In the described example, the human body is directly connected or indirectly coupled to the physical circuit through the electrode. When the human body performs an action of lifting or lowering a leg, the human body capacitance changes, and the change causes redistribution of charges distributed on the human body, and the process is embodied as flow of charges at the electrode.

The flow of the charges may be reflected by a change in a voltage at human body skin. The voltage at the human body skin is detected, and a voltage signal is processed such as being filtered and amplified, to obtain a signal of a skin voltage change when the human body lifts or lowers the leg.

Skin voltage signals thus obtained are counted to obtain a number of times the human body lifts and or lowers legs.

It should be noted that by arranging a capacitor between the electrode and the filter/amplifier circuit, the amplitude and response time of the skin voltage signal change can be adjusted to further improve the precision of detection of the number of steps.

In summary, this embodiment detects the skin voltage signal change caused by the change in the human body capacitance, wherein repetitive capacitance changes produce repetitive skin voltage signal changes, to detect the number of steps of the human body.
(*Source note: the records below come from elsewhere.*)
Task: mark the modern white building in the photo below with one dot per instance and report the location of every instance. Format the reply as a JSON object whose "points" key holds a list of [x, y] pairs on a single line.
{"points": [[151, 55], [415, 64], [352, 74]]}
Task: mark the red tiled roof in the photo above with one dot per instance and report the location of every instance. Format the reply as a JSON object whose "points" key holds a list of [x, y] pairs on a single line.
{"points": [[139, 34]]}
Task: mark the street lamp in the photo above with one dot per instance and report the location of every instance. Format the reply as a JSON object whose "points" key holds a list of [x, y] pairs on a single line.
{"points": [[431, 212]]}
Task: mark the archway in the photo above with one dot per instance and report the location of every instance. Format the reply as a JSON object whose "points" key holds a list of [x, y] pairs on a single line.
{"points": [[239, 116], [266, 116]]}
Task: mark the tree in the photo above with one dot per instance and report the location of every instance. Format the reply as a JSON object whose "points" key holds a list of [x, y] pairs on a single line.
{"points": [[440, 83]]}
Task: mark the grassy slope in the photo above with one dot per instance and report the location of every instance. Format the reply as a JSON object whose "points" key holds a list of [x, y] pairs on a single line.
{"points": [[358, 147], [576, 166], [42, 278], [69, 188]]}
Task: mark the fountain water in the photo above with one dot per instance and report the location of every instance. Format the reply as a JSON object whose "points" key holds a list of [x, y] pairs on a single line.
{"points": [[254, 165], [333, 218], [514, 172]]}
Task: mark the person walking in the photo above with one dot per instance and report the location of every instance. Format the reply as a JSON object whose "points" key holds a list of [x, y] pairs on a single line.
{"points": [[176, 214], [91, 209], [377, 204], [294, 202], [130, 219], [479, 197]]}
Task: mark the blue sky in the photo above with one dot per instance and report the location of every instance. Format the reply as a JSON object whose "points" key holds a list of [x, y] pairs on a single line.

This example has the characteristics of low power consumption and small space occupation, and can be conveniently embedded into wearable intelligent devices such as intelligent watches and wristbands.

It should be noted that the change in the human body capacitance may also be detected by detecting a change in any other physical signal, such as a frequency or other related human body physical signal in addition to detecting voltage change at the skin.

The preferred embodiments of the present disclosure are described above with reference to the accompanying drawings, but the scope of the claims of the present disclosure is no limited thereto. All modifications, equivalent substitutions and improvement made within the scope and essence of the present disclosure should be encompassed within the scope of the claims of the present disclosure.